When people put screws in deltas, which is rightfully rare to begin with, they almost always use faster screws than 4mm/rev.

350mm/sec sounds reasonable to me and that is not max speed for that screw size. I own and run a CNC that is capable of that while moving a gantry and maintaining accurate positioning. Lubricating a screw nut is a monthly item and not a lot of work (zerk fitting and grease gun). Have you ever done real world work with CNC?? When milling many types of materials outside of metals (I think you are stuck in the metal side of CNC which is only one part), I have machines that are doing 500mm/sec accelerations on slow machines and some higher then 1.1m/sec accelerations. It depends on what you are doing with it. yes these are digital drives that are doing this and yes they are meant for serious continuous work load. many not cutting anything harder then cast acrylic or sky board and cutting at a range of speeds.
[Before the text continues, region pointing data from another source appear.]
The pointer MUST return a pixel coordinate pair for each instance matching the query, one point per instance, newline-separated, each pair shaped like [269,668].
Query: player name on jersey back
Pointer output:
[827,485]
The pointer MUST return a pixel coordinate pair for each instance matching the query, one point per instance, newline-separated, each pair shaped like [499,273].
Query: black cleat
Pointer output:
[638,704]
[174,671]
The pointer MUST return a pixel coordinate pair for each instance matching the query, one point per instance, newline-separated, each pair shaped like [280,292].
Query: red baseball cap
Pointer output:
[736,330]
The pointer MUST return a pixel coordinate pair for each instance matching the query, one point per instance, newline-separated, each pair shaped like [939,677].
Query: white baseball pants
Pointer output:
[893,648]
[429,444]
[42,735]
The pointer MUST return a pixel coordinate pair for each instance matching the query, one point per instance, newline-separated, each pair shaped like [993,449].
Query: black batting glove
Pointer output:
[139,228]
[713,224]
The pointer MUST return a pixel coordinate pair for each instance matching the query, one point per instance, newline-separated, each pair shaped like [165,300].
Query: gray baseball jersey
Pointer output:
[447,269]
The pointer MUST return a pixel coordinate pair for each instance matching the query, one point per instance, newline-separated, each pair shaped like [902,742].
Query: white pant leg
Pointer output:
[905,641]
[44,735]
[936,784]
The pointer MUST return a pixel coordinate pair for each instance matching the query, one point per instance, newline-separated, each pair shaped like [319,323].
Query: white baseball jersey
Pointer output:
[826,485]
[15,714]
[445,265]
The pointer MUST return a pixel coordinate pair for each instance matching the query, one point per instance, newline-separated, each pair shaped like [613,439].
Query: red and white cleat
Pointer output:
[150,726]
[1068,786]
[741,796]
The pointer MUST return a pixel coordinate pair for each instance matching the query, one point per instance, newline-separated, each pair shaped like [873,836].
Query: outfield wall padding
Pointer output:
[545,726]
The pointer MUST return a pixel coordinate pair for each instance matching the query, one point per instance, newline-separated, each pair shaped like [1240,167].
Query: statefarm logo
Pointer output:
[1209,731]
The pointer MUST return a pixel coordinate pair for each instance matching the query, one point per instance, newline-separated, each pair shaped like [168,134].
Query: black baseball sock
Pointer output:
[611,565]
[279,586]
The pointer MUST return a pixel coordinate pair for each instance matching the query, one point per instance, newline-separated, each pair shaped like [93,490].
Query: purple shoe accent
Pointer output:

With 3d printing the control that the screw gives is accuracy in step and positioning in .08 of a mm over a 300mm for C7 screws. that is without positional sensors on the steppers. that is the limitation of a the screw. Belt drive can not offer that, physical fact. using optimum or near optimum voltage reduces the current used and insures that the steps are registered by the motor. This in turn increases the acceleration that is poosible with a given drive that in turn allows the CAM to much more smoothly control the motion of the combined steppers (depending on the software used to drive it and the how far ahead the software has ability to look).

I appreciate the offer of information. Like I said, I have years experience in CNC and while there is some important points that are different when dealing with 3D printers, inertia is constant for given values. Which brings me back to the voltage issue as having the ability to get near or at proper voltage will directly increase the velocity and acceleration. Which when dealing with corners is extremely important (Lithophanes require rather high accelerations on the Z to make any reasonable production cycle possible).

Thanks for the input folks. Learned a good bit.

Most 3D printer deltas run 2-3 m/s^2 acceleration AND 20mm/s “jerk” at corners. (Not real physics jerk, it’s a poorly-chosen name.)That is an instantaneous commanded velocity change that requires the motor to “pull-in” to the new speed in less than about 10 milliseconds. Those jerks often require 10-30 m/s^2 accelerations for brief periods to avoid the motor losing sync. Normal CNC motion controllers simply don’t do that. It’s a unique quirk to 3D printer controllers derived from GRBL.

My estimate from your voltage and screw (doing math with some typical motor specs) is that your column carriages will be utterly maxed out with minimal torque at 200mm/s, and have to run at less than half of that to reliably handle jerks and avoid skipping steps. Which means your top practical end-effector speed might be ~120mm/s at bed center and 40mm/s at bed edge.